Members of Prattville Dragoons Camp 1524 joined the Alabama Division Sons of Confederate Veterans convention while continuing to place their heritage work in the center of Prattville’s public life. The camp used the gathering to reinforce a long-running effort that reaches beyond private remembrance and into cemetery maintenance, historical markers and community presentations tied to Autauga County’s Civil War past.
The Sons of Confederate Veterans says it was organized in Richmond, Virginia, in 1896 and describes itself as a non-political, historical, educational, fraternal, benevolent, non-racial and non-sectarian organization. Prattville Dragoons Camp 1524 is the Prattville-based unit in that organization, and its members trace their identity to the original Prattville Dragoons, a company formed on Dec. 8, 1860, in the west front parlor of the George L. Smith home, now the Prattaugian Museum.

That original unit later became Company H of the 3rd Alabama Cavalry under Gen. Joe Wheeler. In Prattville, that history remains visible in public space through a historic marker erected on April 26, 1916, by the Merrill E. Pratt Chapter U.D.C. The marker commemorates the site where the Dragoons assembled in April 1861 before leaving for war, tying the group’s story to a specific place in the city’s historic core.
Camp 1524 has also kept its work in cemeteries and memorial grounds. During Confederate History and Heritage Month, members placed more than 300 Confederate battle flags on graves at Oak Hill Cemetery in Prattville and at Confederate Memorial Park in Marbury.
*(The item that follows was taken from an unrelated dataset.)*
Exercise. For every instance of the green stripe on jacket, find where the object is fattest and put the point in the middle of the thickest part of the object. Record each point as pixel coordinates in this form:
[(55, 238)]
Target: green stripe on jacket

Those efforts have made the camp a recurring presence in local heritage observances, where history is carried out not just in speeches but in the upkeep of graves, markers and memorial spaces.

The group has also appeared in civic and genealogical programming. An Autauga Genealogical Society program identified Sam Reid, a member of Prattville Dragoons SCV Camp 1524, as speaking on “Autauga County Confederates.” That kind of public presentation shows how the camp has continued to use local venues to advance its interpretation of Autauga County history, keeping Confederate heritage activity visible in the county’s civic calendar and in the places residents still pass every day.